Em face do disposto nos art.ºs 635º, nºs 3 e 4, 639º, nº 1, ambos do novo Código de Processo Civil (NCPC), aprovado pela Lei nº 41/2013, de 26 de Junho, o objecto dos recursos delimita-se, em princípio, pelas conclusões dos recorrentes, sem prejuízo do conhecimento das questões que cumpra apreciar oficiosamente, por imperativo do art.º 608º, n.º 2, “ex vi”  do art.º 663º, nº 2, do mesmo diploma legal.

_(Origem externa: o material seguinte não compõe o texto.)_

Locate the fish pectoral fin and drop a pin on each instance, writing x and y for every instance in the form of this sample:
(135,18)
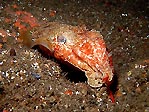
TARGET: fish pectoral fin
(94,79)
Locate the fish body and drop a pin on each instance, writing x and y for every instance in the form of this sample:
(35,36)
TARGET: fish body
(83,48)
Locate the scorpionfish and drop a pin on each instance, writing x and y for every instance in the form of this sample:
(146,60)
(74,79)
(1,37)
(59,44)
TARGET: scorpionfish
(83,48)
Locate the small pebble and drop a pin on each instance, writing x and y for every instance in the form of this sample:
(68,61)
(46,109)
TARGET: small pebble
(12,52)
(35,75)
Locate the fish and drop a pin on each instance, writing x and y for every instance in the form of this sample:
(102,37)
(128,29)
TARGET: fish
(83,48)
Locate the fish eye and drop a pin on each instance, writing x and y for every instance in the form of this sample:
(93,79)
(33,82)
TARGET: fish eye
(61,39)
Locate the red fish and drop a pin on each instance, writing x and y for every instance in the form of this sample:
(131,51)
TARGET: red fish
(80,47)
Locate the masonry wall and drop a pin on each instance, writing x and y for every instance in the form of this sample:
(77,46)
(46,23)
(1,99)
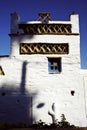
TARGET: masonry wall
(31,90)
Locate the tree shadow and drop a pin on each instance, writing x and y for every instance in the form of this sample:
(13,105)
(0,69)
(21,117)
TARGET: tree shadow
(16,102)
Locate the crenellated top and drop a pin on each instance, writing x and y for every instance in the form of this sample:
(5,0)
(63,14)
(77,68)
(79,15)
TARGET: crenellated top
(44,25)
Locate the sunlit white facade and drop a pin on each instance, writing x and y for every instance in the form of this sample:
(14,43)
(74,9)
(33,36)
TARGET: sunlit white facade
(42,71)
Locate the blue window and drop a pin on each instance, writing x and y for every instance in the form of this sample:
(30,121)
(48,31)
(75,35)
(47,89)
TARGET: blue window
(54,65)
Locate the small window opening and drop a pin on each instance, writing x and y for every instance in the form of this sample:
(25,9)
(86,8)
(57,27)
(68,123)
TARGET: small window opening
(54,65)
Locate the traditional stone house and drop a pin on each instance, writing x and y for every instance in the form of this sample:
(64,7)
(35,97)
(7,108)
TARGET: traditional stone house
(42,72)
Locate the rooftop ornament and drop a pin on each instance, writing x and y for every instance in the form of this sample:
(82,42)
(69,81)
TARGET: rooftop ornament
(44,17)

Não haverá, contudo, que conhecer de questões cuja decisão se veja prejudicada pela solução que tiver sido dada a outra que antecedentemente se haja apreciado, salientando-se que,  com as “questões” a resolver se não confundem os argumentos que as partes esgrimam nas respectivas alegações e que o Tribunal pode ou não abordar, consoante a utilidade que veja nisso (Cfr., entre outros, Ac. do STJ de 13/09/2007, proc. n.º 07B2113 e Ac. do STJ de 08/11/2007, proc. n.º 07B35862).

Não obstante as extensas “conclusões” da alegação de recurso, delas resulta que a questão a decidir no presente recurso é a de saber se foi desacertada, porque ilegal, a decisão do Tribunal “a quo” em julgar improcedente a reclamação da ora recorrente.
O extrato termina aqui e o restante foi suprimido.